Posted October 22, 2018 by Chris Hick in Warning: explode() expects parameter 2 to be string, object given in /var/www/vhosts/filmwerk.co.uk/httpdocs/wp-content/themes/Filmwerk/made/inc/single-normal.php on line 148
 
 

Deadbeat at Dawn (1988) Blu-ray Review


Forget West Side Story. This is not the Jets against the Sharks, but The Ravens against The Spiders. It’s a very grungy lo-fi film about gang warfare that makes The Warriors (1977) and The Wanderers (1979) seem like the most polished of films. Yet Deadbeat at Dawn (1988), a grungy grindhouse and violent urban gangland drama made by Jim Van Bebber, who’s first film this was is an in-your-face piece of action. Not that his films made much impact beyond the grindhouse other than his largely well received true crime film, The Manson Family (2007) based off the Tate murders by Charles Manson and his Family, a film that took many years to make.

Van Bebber was studying cinema at Wright State University in Fairborn, Ohio when he used a student bank loan intended for his studies to finance Deadbeat at Dawn. Needless to say the film does have a limited cult appeal, but hardly a broad one. The film is set in Dayton, Ohio and centres on Goose (played by Van Bebber himself) who is leader of The Ravens gang and is in a relationship with Christie (well, after he tried to rape her in a car before a passing policeman spoils his fun. Christie is into mysticism and reading the Ouija board. She convinces Goose to give up the gang life, but no sooner has she convinced him, he changes his ways when the leader of The Spiders, the psychotic misogynistic Danny breaks into Goose and Christie’s apartment and violently murders her. After he discovers that she been murdered by The Spiders, Goose goes to his heroin addicted Vietnam veteran father where he falls out with his junkie father too. Goose plots his violent revenge on Danny and The Spiders, or as the poster stated: “He quit the gangs, they killed his girl, he became deadbeat at dawn”.
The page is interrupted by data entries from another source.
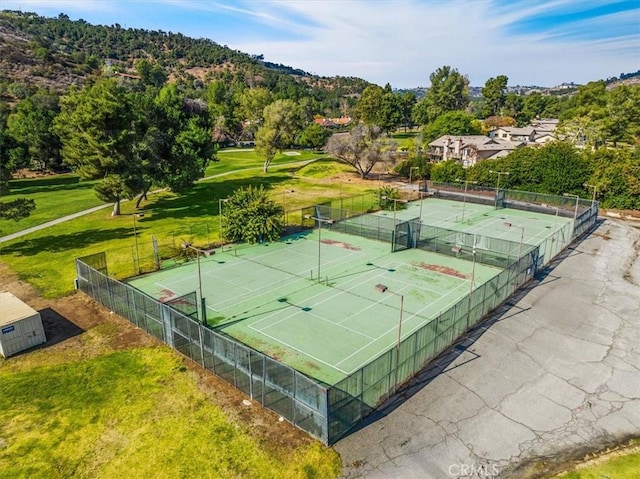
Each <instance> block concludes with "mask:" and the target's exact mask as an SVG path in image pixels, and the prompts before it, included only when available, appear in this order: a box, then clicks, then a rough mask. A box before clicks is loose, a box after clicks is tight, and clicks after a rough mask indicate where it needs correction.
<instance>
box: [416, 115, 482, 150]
mask: <svg viewBox="0 0 640 479" xmlns="http://www.w3.org/2000/svg"><path fill="white" fill-rule="evenodd" d="M443 135H482V122H480V120H478V119H477V118H475V117H474V116H473V115H472V114H471V113H465V112H464V111H450V112H447V113H444V114H442V115H440V116H439V117H438V118H437V119H436V120H434V121H433V122H432V123H429V124H428V125H426V126H424V127H423V129H422V138H423V142H424V143H426V144H428V143H430V142H432V141H433V140H435V139H437V138H440V137H441V136H443Z"/></svg>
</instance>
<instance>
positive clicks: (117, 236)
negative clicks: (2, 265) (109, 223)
mask: <svg viewBox="0 0 640 479" xmlns="http://www.w3.org/2000/svg"><path fill="white" fill-rule="evenodd" d="M140 230H141V229H140ZM126 237H133V230H132V229H131V228H111V229H104V230H101V229H87V230H82V231H77V232H75V233H67V234H53V235H47V236H41V237H39V238H32V239H23V240H20V241H16V243H14V244H10V245H8V246H4V245H3V246H2V248H0V253H2V254H19V255H22V256H34V255H36V254H39V253H41V252H42V251H48V252H51V253H58V252H61V251H67V250H69V249H70V248H84V247H86V246H89V245H92V244H96V243H106V242H109V241H112V240H114V239H122V238H126Z"/></svg>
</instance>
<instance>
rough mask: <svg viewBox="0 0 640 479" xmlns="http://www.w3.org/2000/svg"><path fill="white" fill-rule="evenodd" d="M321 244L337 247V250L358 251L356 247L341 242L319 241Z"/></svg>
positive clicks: (349, 244) (334, 241)
mask: <svg viewBox="0 0 640 479" xmlns="http://www.w3.org/2000/svg"><path fill="white" fill-rule="evenodd" d="M321 243H324V244H328V245H331V246H337V247H338V248H343V249H348V250H349V251H360V248H358V247H357V246H354V245H352V244H349V243H345V242H343V241H336V240H327V239H324V240H322V241H321Z"/></svg>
Van Bebber’s passion and commitment for making this film is clear and evident. The overall look and narrative, and even the violence looks something like a 1970s Japanese yakuza film; it is exaggerated, bloody and over the top with something of the horror splatter film look to it. But it is raw. This is best played out in the final showdown between Goose and Danny and his gang on a train platform and sidings, ending with a fight on and in a car. It is classic grindhouse and as is mentioned in the feature length look at this film by one guy in a Dayton video shop that you could be forgiven from thinking you renting a cheap VHS horror film, but is in fact a grungy, what Sam Raimi terms as a punk gang film. Another commentator refers to Van Bebber’s films as being like a G. G. Allin song. Appropriate. Whichever, this is most definitely a cinematic equivalent of Thrash Metal.

Released on Arrow Video, the film has a great feature length documentary drawing on and interviewing those who were involved with the film, both recent and historic interviews, as well as covering views and impressions of Van Bebber. There are also a series of outakes, metal music videos, stills and some of Van Bebber’s short films.